Successive waves of doubt and disbelief about the length and duration of the rally has now given way to FOMO or fear of missing out, with hedge funds giving up the fight and deciding that if you can’t beat them you have to join them. If you view hedge funds collectively as ‘the market’, high leverage and low levels of short activity suggests peak bullishness.


Also interesting was a distinct trend in chasing outperformance, with hedge funds collectively doubling down on Facebook, Amazon, AliBaba and Alphabet. Now, while all of these are companies of the highest quality, and all core members of Project $1M, the fact that new money is still pouring in here after these names are up 30- 40% in 2017 (or in BABA’s case over 100%) somewhat boggles the mind.

While I don’t believe the valuations on these businesses are onerous, seeing hedge funds collectively gearing up to invest in these businesses on mass doesn’t fill me with a lot of confidence. You can be sure that when the next cyclical downturn comes along that these names will be hit hard as the market corrects.

As a contra indicator, ‘peak exhuberance’ suggests to me that we are getting closer to the beginning of a market decline.
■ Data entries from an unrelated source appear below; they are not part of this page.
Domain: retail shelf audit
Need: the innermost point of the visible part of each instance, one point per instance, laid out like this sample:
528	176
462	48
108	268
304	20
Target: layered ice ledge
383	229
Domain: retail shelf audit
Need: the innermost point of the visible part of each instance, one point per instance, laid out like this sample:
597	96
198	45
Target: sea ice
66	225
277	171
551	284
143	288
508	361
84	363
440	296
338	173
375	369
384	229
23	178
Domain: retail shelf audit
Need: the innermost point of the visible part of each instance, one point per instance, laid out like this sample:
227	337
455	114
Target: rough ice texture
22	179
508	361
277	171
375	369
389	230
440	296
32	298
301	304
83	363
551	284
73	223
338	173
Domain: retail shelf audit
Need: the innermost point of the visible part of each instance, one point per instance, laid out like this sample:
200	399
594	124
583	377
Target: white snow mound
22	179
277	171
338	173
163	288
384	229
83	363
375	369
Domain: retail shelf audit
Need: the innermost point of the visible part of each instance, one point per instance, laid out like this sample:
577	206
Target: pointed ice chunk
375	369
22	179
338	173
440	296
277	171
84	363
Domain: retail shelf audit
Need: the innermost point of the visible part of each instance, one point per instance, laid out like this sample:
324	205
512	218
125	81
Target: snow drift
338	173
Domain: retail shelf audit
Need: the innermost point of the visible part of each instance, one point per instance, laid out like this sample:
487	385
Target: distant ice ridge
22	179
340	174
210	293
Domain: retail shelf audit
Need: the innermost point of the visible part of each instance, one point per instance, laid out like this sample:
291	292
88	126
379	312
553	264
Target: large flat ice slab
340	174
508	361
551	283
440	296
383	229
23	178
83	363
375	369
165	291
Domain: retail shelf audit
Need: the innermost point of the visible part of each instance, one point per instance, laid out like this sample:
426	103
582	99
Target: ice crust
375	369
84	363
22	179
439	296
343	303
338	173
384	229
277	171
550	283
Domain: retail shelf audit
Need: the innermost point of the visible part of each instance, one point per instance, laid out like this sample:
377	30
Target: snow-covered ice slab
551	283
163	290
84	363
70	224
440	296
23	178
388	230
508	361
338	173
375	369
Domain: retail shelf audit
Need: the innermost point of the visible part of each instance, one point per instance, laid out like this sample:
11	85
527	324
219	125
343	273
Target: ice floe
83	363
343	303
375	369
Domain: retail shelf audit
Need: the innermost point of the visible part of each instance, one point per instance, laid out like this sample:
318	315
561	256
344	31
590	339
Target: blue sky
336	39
Its the moment when something somewhere snaps in someone, and people step back and think, ‘what have we done’?. The tech decline in 2000 was just such a moment.  However just because we may be at a moment of ‘peak exhuberance’, it doesn’t necessarily mean that markets will come down crashing imminently.

So what will trigger the inevitable decline? Short of a blackswan event, I see 2  potential triggers.

Rapidly rising interest rates trigger the next economic downturn. This is a little hard to predict in terms of timing and duration, but inevitably interest rates will be raised at a rate which sufficiently depresses economic activity causing an economic decline and a corresponding market decline. This will be a prolonged event that will play out over a couple of years.

We’ve run too far, too fast. A more concerning, and potentially far more rapid unwinding would take place if markets just woke up to themselves one day and say we have run too far, too fast. It may be as simple as the Fed and other Central Banks cautioning on excessive valuations or some other macro deleveraging event in some other part of the world (I see China as a possible cause) that results in the unwinding or liquidation positions. With gearing levels significantly up, these could facilitate an equally rapid tumble and decline that has been as rapid as the rise up.


While its not really possible to predict when and how declines will occur and what triggers them, what we can see empirical evidence of is indicators of optimism.  Judging by the way hedge funds are behaving at the moment, I’d suggest peak optimism is not far from where we are. The contrarian in me, and the contrarian in you should be suitably concerned.